Since the 1980s, however, gagaku and other genres such as hōgaku, played with different instruments, have enjoyed a rebirth of interest among younger Japanese. Gagaku instruments include the flute-like ryūteki, a reed instrument called the hichiriki, the 17-pipe shō and the gakusō, a 13-string zither.

The institute’s first concert took place in 2000 when 89-year-old Yoshinori Fumon, a master narrative biwa player, played in Philosophy Hall. The biwa is a tear drop-shaped string instrument similar to a lute.

That first concert led to another the following year featuring a group whose members played a set of massive taiko drums on Low Plaza. For the institute’s 35th anniversary in 2003, Ruch organized a concert and a program of new music based on Japanese narrative poetry in Low Library.

“The reaction of the students is what excited me incredibly,” says Ruch of the musician visits. “They practically kidnapped these musicians when they came and took them off for pizza and music talk. They wanted to touch these instruments and play them and see what the potential of their unique voices was.”

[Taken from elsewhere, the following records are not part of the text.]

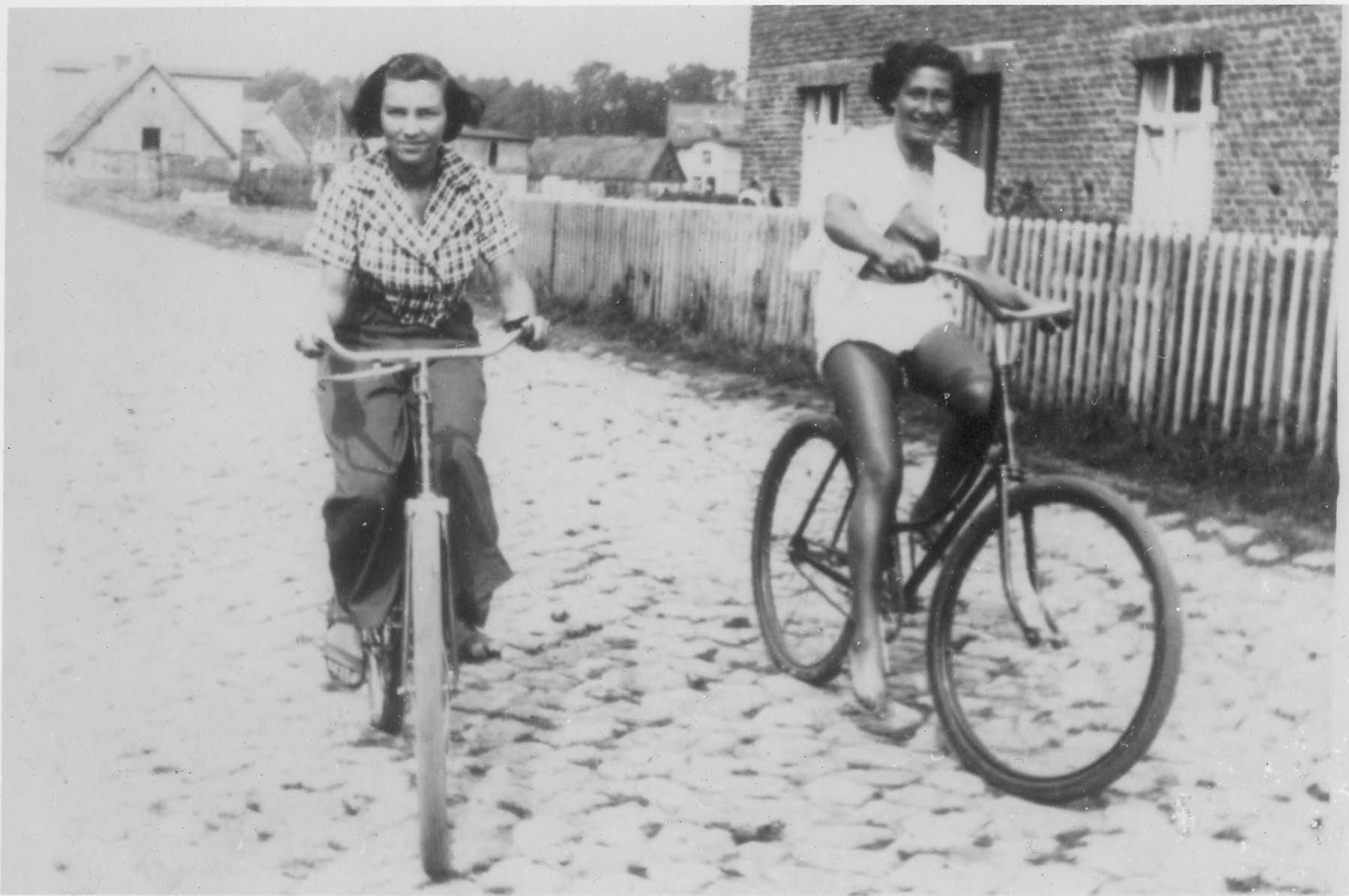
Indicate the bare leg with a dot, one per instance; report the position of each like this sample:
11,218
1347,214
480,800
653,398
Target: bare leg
950,369
860,378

The institute began to offer gagaku instruction to students at Columbia in 2006 with the support of Aaron Fox, an associate professor in the Music Department and, at the time, director of the Center for Ethnomusicology, as well as funding from Japan.

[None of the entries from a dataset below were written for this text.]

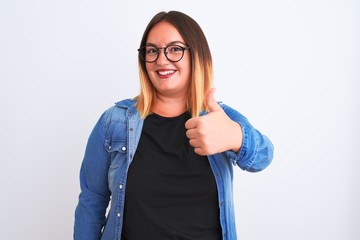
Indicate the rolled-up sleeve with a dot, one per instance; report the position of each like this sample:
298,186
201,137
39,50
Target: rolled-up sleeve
256,152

Ruch says Columbia is the only university in the country now offering classes in the performance of gagaku. “This was not going to be scholars sitting around talking about music,” says Ruch. “We were going to have these instruments in their hands so they learned to play them.” The instruments were purchased with funding from Izutsu Inc., a Japanese manufacturer of Buddhist and Shinto attire, and other American and Japanese donors.

From an introductory class in 2006, the University now offers classes for beginners as well as for more advanced students. Last fall hōgaku, a more secular type of music, was added to the lineup. Each winter and spring the students present a concert in St. Paul’s Chapel, which serves as a term exam of sorts. The institute also sends Columbia students to Japan every summer for six weeks of intensive traditional music classes with master musicians at the Kunitachi College of Music.

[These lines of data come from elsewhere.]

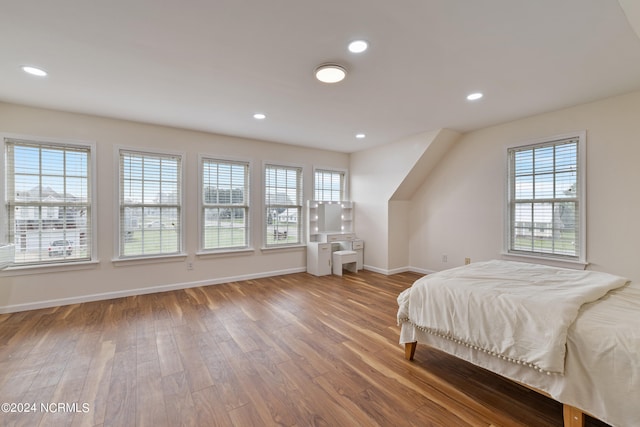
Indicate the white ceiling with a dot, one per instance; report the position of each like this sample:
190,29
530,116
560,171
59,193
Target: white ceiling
210,64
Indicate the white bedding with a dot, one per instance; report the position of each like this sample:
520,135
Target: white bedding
513,310
602,365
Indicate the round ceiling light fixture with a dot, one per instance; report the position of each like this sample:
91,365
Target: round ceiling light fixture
330,73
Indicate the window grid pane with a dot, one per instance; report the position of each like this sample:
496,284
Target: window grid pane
544,199
225,196
150,204
48,201
283,205
329,186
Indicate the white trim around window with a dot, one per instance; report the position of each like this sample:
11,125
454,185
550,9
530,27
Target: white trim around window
149,208
334,185
224,205
545,201
283,202
49,201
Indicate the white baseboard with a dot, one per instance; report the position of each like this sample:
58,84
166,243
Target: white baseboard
142,291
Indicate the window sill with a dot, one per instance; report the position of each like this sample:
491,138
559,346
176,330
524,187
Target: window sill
149,259
295,246
225,252
555,262
24,270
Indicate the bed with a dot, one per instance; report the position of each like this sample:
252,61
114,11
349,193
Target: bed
571,335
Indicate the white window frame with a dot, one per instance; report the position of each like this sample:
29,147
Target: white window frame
580,257
299,207
120,205
344,194
202,158
6,236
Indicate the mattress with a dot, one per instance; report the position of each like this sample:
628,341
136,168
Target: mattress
602,363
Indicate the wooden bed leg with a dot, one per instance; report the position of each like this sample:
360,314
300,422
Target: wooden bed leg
573,417
410,350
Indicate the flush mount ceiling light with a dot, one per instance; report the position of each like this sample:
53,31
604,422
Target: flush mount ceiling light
358,46
330,73
34,71
474,96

The spring concert on March 30 at Miller Theatre, titled “Japanese Sacred Gagaku Court Music and Secular Art Music: Ancient Soundscapes Reborn,” will feature the three masters of gagaku from Japan who guide the program and who will perform alongside the new Columbia Gagaku Instrumental Ensemble of New York. The ensemble played its first concert abroad in Tokyo in 2009.

One of the aims of the spring concert is to demonstrate that gagaku instruments and those of other forms of traditional Japanese music are very much alive and central to 21st century music.

“A part of the concerts is always devoted to new music being composed for these instruments and we often have them combined with Western instruments,” says Ruch. “We are not looking at a beautiful extinct butterfly pinned in an academic specimen case. These magnificent instruments fly.”